The hedging hyperprior for the normal distribution: unknown mean, known precision

2023-02-28

suppressMessages(suppressWarnings(library(MASS)))
suppressMessages(suppressWarnings(library(tidyverse)))
knitr::opts_chunk$set(echo=TRUE, fig.width=8, fig.height=2)

I want to write a paper about the hedging hyperprior. I need to work out some simple examples first. Here is an example involving the normal distribution.

A simple Bayesian analysis with an informative prior.

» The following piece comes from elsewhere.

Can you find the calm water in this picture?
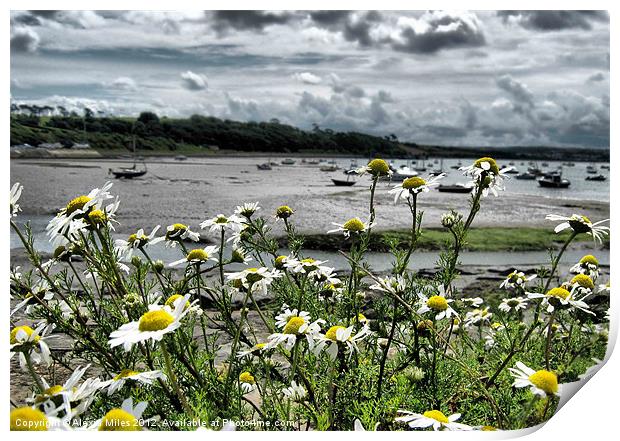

There are lots of guides on the Internet on using a normal prior for data that is normally distributed with the population standard deviation \(\sigma\) known or unknown. I used papers written by Kevin P. Murphy and Michael I. Jordan to get these formulas.

For simplicity, all sums and products are assumed to go from i=1 to n.

Consider a Bayesian analysis of an outcome variable that has a normal distribution. The density of the normal distribution is

\(f(X; \mu, \sigma) = \frac{1}{\sigma \sqrt{2 \pi}}e^{-(X-\mu)^2 / 2\sigma^2}\)

For this derivation, it is easier to write the density in terms of

\(f(X; \mu, \tau) = \sqrt{\frac{\tau}{2 \pi}}e^{-\frac{1}{2}\tau (X-\mu)^2}\)

where

\(\tau=\frac{1}{\sigma^2}\)

The parameter \(\tau\) is called the precision. Note that some define the precision differently as the inverse of the standard deviation rather than the inverse of the variance.

Assume that \(\tau\) is known and equal to \(\tau_F\). Other cases with mean known and precision unknown and with both mean and precision unknown appear on different web pages.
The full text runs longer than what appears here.